Le Palais est devenu la scène emblématique des auteurs-compositeurs de la Nouvelle Chanson: chanter dans le Palais («faire un Palais») était une sorte de consécration pour un chanteur. Raimon, Joan Manuel Serrat, Maria del Mar Bonet, Lluís Llach, Ovidi Montllor, Francesc Pi de la Serra, etc. y ont chanté. En 1913, le Concert de Noël de Sant Esteve a été créé, tenu au Palau de la Música Catalana.

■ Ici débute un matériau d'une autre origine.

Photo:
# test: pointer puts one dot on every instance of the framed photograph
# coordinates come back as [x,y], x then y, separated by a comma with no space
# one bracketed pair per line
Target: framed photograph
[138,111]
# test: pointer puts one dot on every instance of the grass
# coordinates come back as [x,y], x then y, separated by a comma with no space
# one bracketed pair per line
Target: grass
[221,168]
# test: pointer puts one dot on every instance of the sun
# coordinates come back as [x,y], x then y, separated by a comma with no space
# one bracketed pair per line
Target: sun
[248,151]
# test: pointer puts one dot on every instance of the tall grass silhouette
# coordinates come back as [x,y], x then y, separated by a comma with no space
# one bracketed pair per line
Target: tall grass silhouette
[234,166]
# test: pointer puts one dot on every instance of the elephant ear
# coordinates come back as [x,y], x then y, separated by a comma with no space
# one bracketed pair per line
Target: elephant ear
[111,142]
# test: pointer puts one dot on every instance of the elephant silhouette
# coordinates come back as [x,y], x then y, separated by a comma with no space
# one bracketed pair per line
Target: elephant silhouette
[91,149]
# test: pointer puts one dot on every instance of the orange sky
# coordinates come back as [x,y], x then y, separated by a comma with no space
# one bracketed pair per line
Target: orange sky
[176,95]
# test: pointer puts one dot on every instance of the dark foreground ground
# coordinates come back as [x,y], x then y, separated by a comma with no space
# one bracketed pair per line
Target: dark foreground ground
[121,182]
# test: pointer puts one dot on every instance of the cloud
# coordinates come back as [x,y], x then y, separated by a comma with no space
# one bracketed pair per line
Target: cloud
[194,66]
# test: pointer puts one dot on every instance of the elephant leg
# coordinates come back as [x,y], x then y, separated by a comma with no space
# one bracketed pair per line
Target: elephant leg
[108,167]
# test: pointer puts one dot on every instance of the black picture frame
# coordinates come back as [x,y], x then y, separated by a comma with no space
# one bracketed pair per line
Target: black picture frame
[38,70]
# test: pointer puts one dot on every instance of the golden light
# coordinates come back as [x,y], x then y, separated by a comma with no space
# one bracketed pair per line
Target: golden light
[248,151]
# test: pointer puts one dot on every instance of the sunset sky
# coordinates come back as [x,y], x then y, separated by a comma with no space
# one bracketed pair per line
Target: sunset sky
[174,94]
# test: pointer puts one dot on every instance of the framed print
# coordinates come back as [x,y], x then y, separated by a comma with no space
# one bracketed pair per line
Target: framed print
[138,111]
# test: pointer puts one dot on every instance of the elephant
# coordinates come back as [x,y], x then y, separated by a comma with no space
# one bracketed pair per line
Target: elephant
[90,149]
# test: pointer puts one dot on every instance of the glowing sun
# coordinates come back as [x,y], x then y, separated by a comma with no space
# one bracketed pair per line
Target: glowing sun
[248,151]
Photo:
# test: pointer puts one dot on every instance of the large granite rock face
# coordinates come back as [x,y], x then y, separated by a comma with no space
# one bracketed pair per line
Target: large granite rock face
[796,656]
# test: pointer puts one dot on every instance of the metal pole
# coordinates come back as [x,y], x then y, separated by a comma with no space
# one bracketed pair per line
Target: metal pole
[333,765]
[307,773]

Pendant quelques années, des pièces ont également été jouées avec une certaine fréquence – en particulier le théâtre expérimental ou par des auteurs qui ne pouvaient pas être joués dans d’autres lieux -: des compagnies telles que le Teatre Experimental Català, la Companyia Adrià Gual ou l’Agrupació Dramàtica de Barcelona (1955 – 1963) fait du Palau le lieu de ses premières, dont des spectacles tels que la première de la première histoire d’Esther d’Espriu, El Ben Cofat et l’autre de Josep Carner, celle du Pigmalió de Joan Oliver ou celles d’œuvres de Joan Brossa, etc.

Apparitions dans le film
Le 7 septembre 2018, le Palau de la Música est apparu dans la bande-annonce de la date de sortie de BBC TV pour la saison 11 de Doctor Who. La bande-annonce montre Jodie Whittaker, en tant que première femme médecin, littéralement “ brisant le plafond de verre ” de la lucarne frappante des Palaos.